L’Abolition jusqu’au profond de nous? L’esclavage et la Traite des
Noirs continuent à faire l’actualité en dépit
des controverses déclenchées par la demande de “réparations”.
Témoin le compte-rendu ci-après d’un colloque
organisé récemment à L’UNESCO… Pour la cinquième année
consécutive, j’ai été très heureux
d’assister à la commémoration de l’Abolition
de l’esclavage dans les colonies françaises depuis
1848. En ce 20 décembre, le colloque a été
organisé conjointement par les Réunionnais
et les responsables de l’UNESCO chargés de “La route de l’esclave”. Sur un thème d’orientation
intitulé cicatrices et métastases, les intervenants
nous ont proposé, comme à l’accoutumée,
un éclairage de grande qualité. Certains à
travers la rigueur méticuleuse de l’historien ou du
linguiste, d’autres par le regard distancié et élévateur
du philosophe, d’autres encore à la façon vivante
de l’écrivain, du psychanalyste, voire de l’artiste.

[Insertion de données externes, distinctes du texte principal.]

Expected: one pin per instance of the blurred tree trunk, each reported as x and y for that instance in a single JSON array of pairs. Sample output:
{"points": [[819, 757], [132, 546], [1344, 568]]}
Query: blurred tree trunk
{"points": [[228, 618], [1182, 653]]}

Honorant le débat de sa présence
et s’exprimant en premier, Monsieur l’Ambassadeur du
Bénin a rappelé que les victimes de l’esclavage
ne se comptent pas seulement parmi les peuples d’Afrique,
mais que c’est l’humanité toute entière
qui en a pâtit. Cependant, lorsque la parole fut donnée
à la salle, la sagesse de ce propos ne trouva point d’écho.

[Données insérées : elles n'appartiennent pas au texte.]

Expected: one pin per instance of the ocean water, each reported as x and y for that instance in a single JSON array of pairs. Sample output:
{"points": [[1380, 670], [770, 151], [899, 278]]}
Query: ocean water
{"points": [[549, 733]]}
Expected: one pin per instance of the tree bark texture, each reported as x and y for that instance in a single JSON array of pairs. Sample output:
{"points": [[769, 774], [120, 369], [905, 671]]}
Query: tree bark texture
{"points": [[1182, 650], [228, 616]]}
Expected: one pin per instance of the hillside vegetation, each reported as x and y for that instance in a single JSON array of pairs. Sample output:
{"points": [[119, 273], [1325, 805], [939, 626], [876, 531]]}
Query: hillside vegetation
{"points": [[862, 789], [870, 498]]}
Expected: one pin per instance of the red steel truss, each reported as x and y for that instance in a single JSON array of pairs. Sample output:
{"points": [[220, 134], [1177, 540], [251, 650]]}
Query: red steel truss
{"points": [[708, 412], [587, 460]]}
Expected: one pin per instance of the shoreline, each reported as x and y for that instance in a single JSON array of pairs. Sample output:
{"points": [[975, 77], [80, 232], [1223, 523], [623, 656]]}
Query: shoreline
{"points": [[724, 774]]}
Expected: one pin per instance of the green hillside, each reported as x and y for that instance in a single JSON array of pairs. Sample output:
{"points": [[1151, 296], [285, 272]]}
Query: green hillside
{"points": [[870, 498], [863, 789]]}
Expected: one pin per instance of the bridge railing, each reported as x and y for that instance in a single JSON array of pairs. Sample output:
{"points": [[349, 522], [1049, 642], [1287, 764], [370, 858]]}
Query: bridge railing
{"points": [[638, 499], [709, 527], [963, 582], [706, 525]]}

Selon un rite immuable, les premières interventions résonnèrent
d’une indignation légitime devant ces effroyables meurtrissures
des siècles passés, affirmant que la plaie était
toujours vive plutôt que cicatrisée, justifiant
ainsi des mesures de réparations a minima, nettement inspirées
d’autres peuples ayant connu le génocide: il faut
solder les comptes... Voilà cinq ans que j’entends
cette phraséologie récurrente vibrer avec passion
dans un large spectre intégrant la rancœur, l’amertume,
la colère, la souffrance, la rage, le désir de revanche
et parfois, la haine. La haine de son histoire, la haine de sa vie,
de sa détresse, la haine de l’autre, désigné
responsable aujourd’hui encore. Alors j’ai souhaité prendre
la parole à mon tour, pour proposer un témoignage,
visiblement à contre-courant, s’inscrivant dans une
autre perspective, davantage tournée vers l’avenir.
Pour légitimer mon propos, il est nécessaire -je m’en
excuse- que je me présente de façon utile dans le
cadre de notre commémoration.
Originaire de l’île de la Réunion, mes ancêtres
sont venus soit comme esclaves, soit comme travailleurs engagés.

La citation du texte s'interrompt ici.